Çin ile girdiği gümrük tarife savaşı hafızalarda… İklim değişikliğine inanmıyor. Tarımda önemli bir işgücü olan kaçak göçmenleri sınırdışı etme sözü var… ABD’de yeniden başkan seçilen Trump’ın geçmişteki eylem ve söylemleri yeni dönemde küresel tarım piyasasında dengeleri bozabilir.
Donald Trump’ın ikinci kez ABD başkanı seçilmesiyle birlikte küresel mânâda risk ve kriz senaryoları raflardan indirildi. Trump 1.0 döneminde izlenen politikalara bakılırsa Trump 2.0 süreci de mevcut söylemler açısından pek farklı olacak gibi durmuyor.
Tabii meselenin ülkeler ve sektörler bazında çok farklı boyutları var. O yüzden biz daha spesifik olarak küresel tarım ve gıda piyasaları açısından yaşanabilecek olası senaryolara odaklanıyoruz.
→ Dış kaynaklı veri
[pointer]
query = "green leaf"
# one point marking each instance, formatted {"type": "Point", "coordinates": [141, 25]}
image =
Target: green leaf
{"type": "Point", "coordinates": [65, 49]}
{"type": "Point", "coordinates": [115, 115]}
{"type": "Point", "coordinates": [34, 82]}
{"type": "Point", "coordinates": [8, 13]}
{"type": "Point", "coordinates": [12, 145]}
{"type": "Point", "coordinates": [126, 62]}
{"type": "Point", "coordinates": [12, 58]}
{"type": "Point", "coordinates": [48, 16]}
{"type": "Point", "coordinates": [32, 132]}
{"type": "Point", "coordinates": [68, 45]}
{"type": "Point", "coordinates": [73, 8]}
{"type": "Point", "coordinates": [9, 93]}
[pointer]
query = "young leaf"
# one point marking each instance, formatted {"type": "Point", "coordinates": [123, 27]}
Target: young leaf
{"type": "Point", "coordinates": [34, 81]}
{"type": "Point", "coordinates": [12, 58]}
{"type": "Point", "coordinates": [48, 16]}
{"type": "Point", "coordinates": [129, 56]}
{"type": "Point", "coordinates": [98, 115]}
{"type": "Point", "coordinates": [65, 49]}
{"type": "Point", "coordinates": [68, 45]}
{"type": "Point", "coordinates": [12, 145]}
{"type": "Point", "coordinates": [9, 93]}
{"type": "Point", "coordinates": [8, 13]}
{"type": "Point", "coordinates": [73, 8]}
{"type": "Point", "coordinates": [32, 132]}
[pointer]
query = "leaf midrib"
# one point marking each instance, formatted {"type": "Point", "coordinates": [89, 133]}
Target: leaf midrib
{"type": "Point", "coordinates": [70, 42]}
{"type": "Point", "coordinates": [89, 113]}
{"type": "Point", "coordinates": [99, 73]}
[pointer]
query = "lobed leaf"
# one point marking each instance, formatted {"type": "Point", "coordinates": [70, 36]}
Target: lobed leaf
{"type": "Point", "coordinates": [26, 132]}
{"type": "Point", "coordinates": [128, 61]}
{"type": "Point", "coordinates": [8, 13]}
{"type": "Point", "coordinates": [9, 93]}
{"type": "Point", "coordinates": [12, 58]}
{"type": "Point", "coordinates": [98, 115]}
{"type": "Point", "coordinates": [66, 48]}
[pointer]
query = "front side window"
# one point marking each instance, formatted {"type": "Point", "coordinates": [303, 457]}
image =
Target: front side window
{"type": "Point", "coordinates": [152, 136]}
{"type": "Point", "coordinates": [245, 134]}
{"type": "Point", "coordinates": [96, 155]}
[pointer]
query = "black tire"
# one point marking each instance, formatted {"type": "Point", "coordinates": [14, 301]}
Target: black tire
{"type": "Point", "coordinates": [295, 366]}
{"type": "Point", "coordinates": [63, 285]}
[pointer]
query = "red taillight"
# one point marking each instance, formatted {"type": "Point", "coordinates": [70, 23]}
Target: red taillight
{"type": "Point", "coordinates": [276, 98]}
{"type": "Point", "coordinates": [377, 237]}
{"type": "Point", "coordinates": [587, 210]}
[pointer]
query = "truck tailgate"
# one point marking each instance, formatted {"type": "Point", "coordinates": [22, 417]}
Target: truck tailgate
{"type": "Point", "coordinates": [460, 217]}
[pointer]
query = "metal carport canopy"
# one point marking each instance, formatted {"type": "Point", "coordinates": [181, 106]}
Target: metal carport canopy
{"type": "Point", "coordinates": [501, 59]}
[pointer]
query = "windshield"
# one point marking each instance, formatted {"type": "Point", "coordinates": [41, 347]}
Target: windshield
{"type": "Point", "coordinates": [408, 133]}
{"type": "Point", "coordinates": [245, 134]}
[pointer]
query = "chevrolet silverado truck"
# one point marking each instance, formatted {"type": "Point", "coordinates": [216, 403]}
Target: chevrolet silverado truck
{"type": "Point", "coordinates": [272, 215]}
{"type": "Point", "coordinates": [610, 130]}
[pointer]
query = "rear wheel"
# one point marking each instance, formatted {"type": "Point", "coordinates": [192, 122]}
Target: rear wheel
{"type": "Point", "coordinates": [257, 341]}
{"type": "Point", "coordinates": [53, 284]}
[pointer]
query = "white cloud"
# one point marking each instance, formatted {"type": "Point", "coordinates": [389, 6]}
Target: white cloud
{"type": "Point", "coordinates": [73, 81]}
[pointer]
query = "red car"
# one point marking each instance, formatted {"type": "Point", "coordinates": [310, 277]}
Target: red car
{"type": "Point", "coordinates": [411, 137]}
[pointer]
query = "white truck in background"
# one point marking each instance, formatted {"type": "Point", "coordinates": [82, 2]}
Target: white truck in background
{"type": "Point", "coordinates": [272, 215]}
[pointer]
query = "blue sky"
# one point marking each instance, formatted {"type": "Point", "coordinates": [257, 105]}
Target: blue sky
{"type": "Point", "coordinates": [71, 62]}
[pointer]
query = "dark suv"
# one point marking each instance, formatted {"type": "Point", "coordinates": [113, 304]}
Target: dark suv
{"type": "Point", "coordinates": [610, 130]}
Trump’ın ikinci başkanlık döneminde tarım sektörüne yönelik politikaları hem ABD içinde hem de küresel ölçekte ciddi sonuçlar doğurabilir.
Filmi geriye doğru, 2017’ye sarıp ilk dönemine baktığımızda, bu sonuçların çoğunun ticaret politikaları, iklim stratejileri ve tarımsal sübvansiyonlarda dalgalanmalar yarattığı görülüyor.
Hatırlarsanız Trump, Çin’in ABD’ye karşı 300 milyar dolar dış ticaret fazlası vermesinden ötürü 2018 ve 2019’da Çin’den ithal edilen ürünlere gümrük vergileri koydu. İşte o dönemde fitili ateşlenen Washington-Pekin arasındaki ticaret savaşından en büyük darbeyi ABD’nin tarım sektörü almıştı.
Zira Çin, Trump’ın hamlesine karşı ABD’den soya ve mısır alımlarını durdurup ithalatını Brezilya ve Arjantin’e kaydırdı. Amerikan çiftçisinin zarara uğradığı o süreç, Arjantin ve Brezilya çiftçisine yaramıştı.
ABD, Çin’e 15 milyar dolarlık soya ihraç etti
Yeni dönemde de ABD’nin gümrük tarifelerini artırması ve ticaret kısıtlamalarında yeniden düğmeye basması bekleniyor. Bu, özellikle soya fasulyesi ve mısır gibi temel tarım ürünlerinin küresel ticaretinde dengeleri değiştirebilir.
Zira Çin, ABD’nin soya ihracatında en büyük pazar ve mısırın da önemli bir alıcısı konumunda. ABD Tarım Bakanlığı’nın (USDA) verilerine göre, 2022-23 döneminde ABD’nin toplam ihracatında Çin’in payı mısır için yüzde 17,8 olurken, soya fasulyesi için yüzde 58,2 seviyesindeydi. Söz konusu oran buğday için yüzde 5,6 gibi daha sınırlı bir düzeyde.